Puerto del Sol, Summer 1998
In the first part of the book, entitled Libra, Friman illustrates, among other elements, the balance between mythology and modern day images, dark and light, and love and separation. Friman's imagery is a complex marriage of words. The images intensify within each stanza. Each word is an image that fits neatly into the next phrase constructing a certain mood.
In Friman's collection, her major strengths fall in the pleasing arms of her incremental imagery. Strong multivalent imagery that appeals to the reader's pathos is also mixed with humor in this poetic vat to create works that are simultaneously funny and serious. There is verse that touches the commonly suffered paranoia presented in our culture. Friman's poetry becomes a commentary of fears shared in our time.

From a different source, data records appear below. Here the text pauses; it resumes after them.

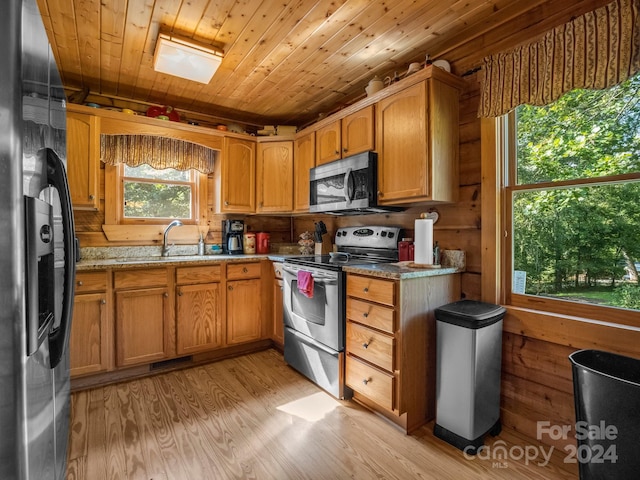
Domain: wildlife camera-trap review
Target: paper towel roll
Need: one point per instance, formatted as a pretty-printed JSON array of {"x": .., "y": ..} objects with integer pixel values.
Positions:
[{"x": 424, "y": 242}]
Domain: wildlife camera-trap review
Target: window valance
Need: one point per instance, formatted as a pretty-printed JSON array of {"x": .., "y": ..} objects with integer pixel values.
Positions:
[
  {"x": 159, "y": 152},
  {"x": 596, "y": 50}
]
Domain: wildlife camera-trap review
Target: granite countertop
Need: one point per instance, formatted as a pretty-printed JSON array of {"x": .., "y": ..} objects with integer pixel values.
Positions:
[
  {"x": 452, "y": 261},
  {"x": 400, "y": 270},
  {"x": 96, "y": 258}
]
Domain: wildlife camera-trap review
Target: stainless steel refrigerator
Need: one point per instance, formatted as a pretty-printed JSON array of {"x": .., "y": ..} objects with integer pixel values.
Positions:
[{"x": 37, "y": 252}]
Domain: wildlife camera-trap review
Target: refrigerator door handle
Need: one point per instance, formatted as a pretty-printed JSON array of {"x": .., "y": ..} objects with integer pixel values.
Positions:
[{"x": 59, "y": 337}]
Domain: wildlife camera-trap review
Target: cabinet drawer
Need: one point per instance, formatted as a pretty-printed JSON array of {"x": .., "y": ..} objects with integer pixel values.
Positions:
[
  {"x": 91, "y": 282},
  {"x": 372, "y": 346},
  {"x": 153, "y": 277},
  {"x": 370, "y": 382},
  {"x": 192, "y": 275},
  {"x": 372, "y": 289},
  {"x": 238, "y": 271},
  {"x": 371, "y": 314}
]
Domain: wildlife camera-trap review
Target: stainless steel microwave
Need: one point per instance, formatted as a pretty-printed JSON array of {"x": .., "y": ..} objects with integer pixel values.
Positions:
[{"x": 348, "y": 186}]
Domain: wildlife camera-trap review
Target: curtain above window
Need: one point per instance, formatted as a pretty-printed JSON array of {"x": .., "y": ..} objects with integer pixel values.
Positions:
[
  {"x": 158, "y": 152},
  {"x": 596, "y": 50}
]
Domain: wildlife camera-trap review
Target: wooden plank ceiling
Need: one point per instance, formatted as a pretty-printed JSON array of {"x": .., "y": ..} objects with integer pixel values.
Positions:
[{"x": 287, "y": 61}]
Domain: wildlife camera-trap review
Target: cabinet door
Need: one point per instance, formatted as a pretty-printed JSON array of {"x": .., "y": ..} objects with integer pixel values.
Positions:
[
  {"x": 141, "y": 326},
  {"x": 278, "y": 323},
  {"x": 274, "y": 186},
  {"x": 198, "y": 318},
  {"x": 83, "y": 160},
  {"x": 328, "y": 144},
  {"x": 244, "y": 312},
  {"x": 89, "y": 345},
  {"x": 304, "y": 159},
  {"x": 357, "y": 132},
  {"x": 238, "y": 176},
  {"x": 403, "y": 164}
]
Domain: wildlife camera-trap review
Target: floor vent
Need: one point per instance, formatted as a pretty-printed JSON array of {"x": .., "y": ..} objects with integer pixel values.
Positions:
[{"x": 174, "y": 362}]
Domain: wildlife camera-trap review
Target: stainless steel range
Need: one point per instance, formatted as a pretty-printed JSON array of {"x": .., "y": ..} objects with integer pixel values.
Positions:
[{"x": 315, "y": 303}]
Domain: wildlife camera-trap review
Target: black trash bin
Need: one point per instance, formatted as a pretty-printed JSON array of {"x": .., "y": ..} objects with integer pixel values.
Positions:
[
  {"x": 606, "y": 389},
  {"x": 468, "y": 366}
]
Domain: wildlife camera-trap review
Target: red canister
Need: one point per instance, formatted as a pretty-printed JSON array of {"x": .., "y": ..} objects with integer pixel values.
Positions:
[{"x": 263, "y": 242}]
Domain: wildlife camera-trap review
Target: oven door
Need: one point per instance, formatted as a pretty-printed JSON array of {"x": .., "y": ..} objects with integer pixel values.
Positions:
[{"x": 320, "y": 316}]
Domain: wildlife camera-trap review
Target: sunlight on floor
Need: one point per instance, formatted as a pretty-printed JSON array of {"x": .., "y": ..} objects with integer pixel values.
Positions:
[{"x": 312, "y": 407}]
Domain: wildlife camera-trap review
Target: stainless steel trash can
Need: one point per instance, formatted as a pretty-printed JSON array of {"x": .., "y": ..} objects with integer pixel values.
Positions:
[
  {"x": 606, "y": 388},
  {"x": 469, "y": 356}
]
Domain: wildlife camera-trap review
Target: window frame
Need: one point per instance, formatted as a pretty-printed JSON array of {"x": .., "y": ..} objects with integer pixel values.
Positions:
[
  {"x": 192, "y": 183},
  {"x": 506, "y": 157},
  {"x": 114, "y": 200}
]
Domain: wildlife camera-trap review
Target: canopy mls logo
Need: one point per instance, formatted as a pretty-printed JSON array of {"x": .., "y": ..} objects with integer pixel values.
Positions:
[{"x": 600, "y": 448}]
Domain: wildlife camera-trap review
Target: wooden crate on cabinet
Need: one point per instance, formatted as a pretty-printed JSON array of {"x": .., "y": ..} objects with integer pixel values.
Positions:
[
  {"x": 91, "y": 341},
  {"x": 390, "y": 344},
  {"x": 417, "y": 143},
  {"x": 244, "y": 302},
  {"x": 199, "y": 325},
  {"x": 304, "y": 158},
  {"x": 83, "y": 160},
  {"x": 236, "y": 179},
  {"x": 274, "y": 177},
  {"x": 145, "y": 326}
]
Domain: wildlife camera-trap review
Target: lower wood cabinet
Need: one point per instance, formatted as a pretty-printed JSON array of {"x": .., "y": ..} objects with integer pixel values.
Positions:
[
  {"x": 244, "y": 309},
  {"x": 390, "y": 343},
  {"x": 90, "y": 344},
  {"x": 144, "y": 318},
  {"x": 198, "y": 309}
]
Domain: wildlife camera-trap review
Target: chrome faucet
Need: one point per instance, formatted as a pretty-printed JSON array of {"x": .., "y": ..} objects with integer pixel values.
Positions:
[{"x": 165, "y": 247}]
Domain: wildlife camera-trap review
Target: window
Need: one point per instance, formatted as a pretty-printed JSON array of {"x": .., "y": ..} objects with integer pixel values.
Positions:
[
  {"x": 158, "y": 194},
  {"x": 572, "y": 196}
]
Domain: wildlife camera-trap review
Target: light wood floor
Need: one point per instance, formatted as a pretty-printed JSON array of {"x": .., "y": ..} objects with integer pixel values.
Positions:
[{"x": 253, "y": 417}]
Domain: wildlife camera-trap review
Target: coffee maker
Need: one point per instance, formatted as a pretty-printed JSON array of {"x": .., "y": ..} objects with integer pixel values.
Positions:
[{"x": 232, "y": 231}]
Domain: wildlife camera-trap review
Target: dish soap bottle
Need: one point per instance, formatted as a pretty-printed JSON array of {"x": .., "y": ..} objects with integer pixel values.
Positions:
[{"x": 201, "y": 245}]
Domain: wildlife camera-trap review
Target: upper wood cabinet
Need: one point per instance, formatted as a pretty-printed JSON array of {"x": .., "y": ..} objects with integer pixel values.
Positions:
[
  {"x": 237, "y": 177},
  {"x": 358, "y": 132},
  {"x": 303, "y": 160},
  {"x": 328, "y": 143},
  {"x": 274, "y": 185},
  {"x": 417, "y": 144},
  {"x": 83, "y": 160},
  {"x": 352, "y": 134}
]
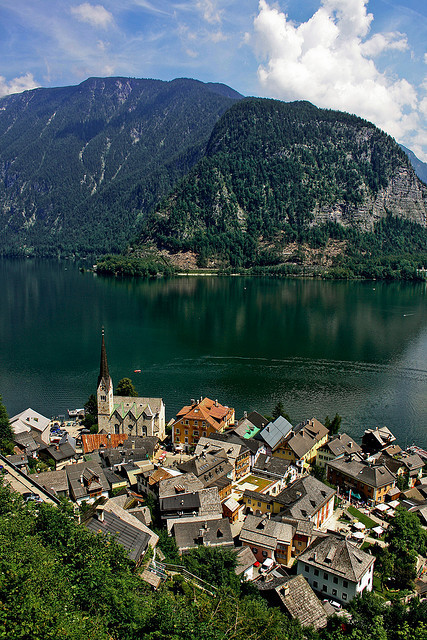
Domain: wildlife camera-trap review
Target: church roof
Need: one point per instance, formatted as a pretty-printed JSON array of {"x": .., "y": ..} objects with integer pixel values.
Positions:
[{"x": 103, "y": 367}]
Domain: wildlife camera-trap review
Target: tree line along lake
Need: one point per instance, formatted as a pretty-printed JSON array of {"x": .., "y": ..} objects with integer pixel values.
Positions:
[{"x": 321, "y": 347}]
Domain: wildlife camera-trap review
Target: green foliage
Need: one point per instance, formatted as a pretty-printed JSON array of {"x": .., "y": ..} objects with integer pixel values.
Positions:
[
  {"x": 133, "y": 266},
  {"x": 267, "y": 168},
  {"x": 88, "y": 174},
  {"x": 214, "y": 565},
  {"x": 125, "y": 388}
]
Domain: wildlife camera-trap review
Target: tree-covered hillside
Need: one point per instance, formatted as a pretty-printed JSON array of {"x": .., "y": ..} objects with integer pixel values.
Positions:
[
  {"x": 80, "y": 165},
  {"x": 276, "y": 173}
]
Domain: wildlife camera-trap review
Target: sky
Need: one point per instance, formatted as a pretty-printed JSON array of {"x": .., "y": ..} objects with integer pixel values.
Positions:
[{"x": 367, "y": 57}]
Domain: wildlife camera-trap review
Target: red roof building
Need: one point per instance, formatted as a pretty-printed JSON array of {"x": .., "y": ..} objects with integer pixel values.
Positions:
[{"x": 202, "y": 418}]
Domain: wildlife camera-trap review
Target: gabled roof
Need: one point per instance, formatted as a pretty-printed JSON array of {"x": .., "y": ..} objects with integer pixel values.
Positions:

This collection clearly shows Alice Friman's well-developed craft. It demonstrates a wide scope of style and subject matter. The authentic conversation and presence of the concrete image both ordinary and celestial add to Friman's art.
Indiana Review, Fall 1997
In a poem on the death of a friend's daughter, Alice Friman observes "how each heart-cracked moment/ arrives with its attendant image" ("Rachel Valentine"). The fifty-one poems of Inverted Fire collect as many such moments, the attendant images arriving in language as carefully exact as it is reluctant to insist or declaim. And at the heart of each poem lies what poetry always discovers when its attempts to speak the unsayable succeed: enigma always and everywhere. We are, these poems suggest, puzzles inhabiting and surrounded by mysteries. None of which, finally, can be explained but can be observed, wondered about, delineated, reported. It is not death [she says] but "life that is uncomfortable,/ sets the heart to ache, makes us,/ like a ten-month pregnancy,/ strain the confines of even good intentions" ("Flight to Australia"). But what these poems asseverate is that life is larger than these particulars, and that what it means and why it matters depend upon us.